Speculative execution is the underlying cause of the attack as per the researchers and therefore can have an effect on CPUs from hardware vendors like AMD, ARM and IBM. JavaScript can also be used to trigger these effects in browsers, enabling the attackers to leak the physical addresses of the JavaScript variable.

For systematically analyzing the effect, the leakage capacity was investigated by implementing a cross-covert channel which works without shared memory. A technique named Dereference Trap is presented to leak the values of registers used in the SGX via speculative dereferencing. 

The paper talks about the transition from address-translation attacks to Foreshadow L3. In the address-translation attack, the attacker tries to verify whether two virtual addresses map to the same physical address. The limitation imposed on this attack is the probability of the guessed address being pre-fetched. So, the attack performance is measured in successful fetches per second, the more the fetches per second, less time to mount the attack. The paper elaborately describes the requirements for the address-translation attack to succeed, and every hypothesis is tested for drawing conclusions.

Other findings constituted that it is possible to fetch addresses from hypervisors into the cache from the guest operating system by triggering interrupts, enabling Foreshadow (L1TF) on data from the L3 cache.
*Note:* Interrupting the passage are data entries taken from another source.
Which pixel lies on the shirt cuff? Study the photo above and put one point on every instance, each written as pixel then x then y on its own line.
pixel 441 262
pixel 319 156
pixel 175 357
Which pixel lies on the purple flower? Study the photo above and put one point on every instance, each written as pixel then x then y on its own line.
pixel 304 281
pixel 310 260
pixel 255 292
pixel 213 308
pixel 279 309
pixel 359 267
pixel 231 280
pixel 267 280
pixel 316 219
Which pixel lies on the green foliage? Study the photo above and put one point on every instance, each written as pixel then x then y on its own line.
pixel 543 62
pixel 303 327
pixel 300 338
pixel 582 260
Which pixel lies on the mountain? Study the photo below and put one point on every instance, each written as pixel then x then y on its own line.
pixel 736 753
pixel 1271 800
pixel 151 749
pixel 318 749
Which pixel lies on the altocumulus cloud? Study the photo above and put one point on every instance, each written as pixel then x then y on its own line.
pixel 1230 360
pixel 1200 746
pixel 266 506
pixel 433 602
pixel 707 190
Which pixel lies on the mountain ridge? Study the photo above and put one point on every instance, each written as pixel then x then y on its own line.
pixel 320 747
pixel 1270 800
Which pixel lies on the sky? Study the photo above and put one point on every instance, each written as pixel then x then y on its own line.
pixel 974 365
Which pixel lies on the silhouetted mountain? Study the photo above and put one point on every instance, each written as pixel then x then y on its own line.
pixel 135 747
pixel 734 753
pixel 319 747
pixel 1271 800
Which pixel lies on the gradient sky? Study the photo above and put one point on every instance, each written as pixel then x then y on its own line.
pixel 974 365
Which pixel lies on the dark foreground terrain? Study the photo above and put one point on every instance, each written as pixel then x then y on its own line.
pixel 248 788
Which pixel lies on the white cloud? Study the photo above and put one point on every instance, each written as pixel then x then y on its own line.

The research also showed that even when Foreshadow mitigations are enabled ( and the unrelated Spectre-BTB mitigations are disabled), Foreshadow attacks on data from the L3 cache are possible.

Mitigations 

In talking about the mitigation techniques, the researchers emphasized on enabling Spectre-BTB mitigations, including retpoline on current CPUs to fully mitigate high impact micro-architectural attacks such as Foreshadow.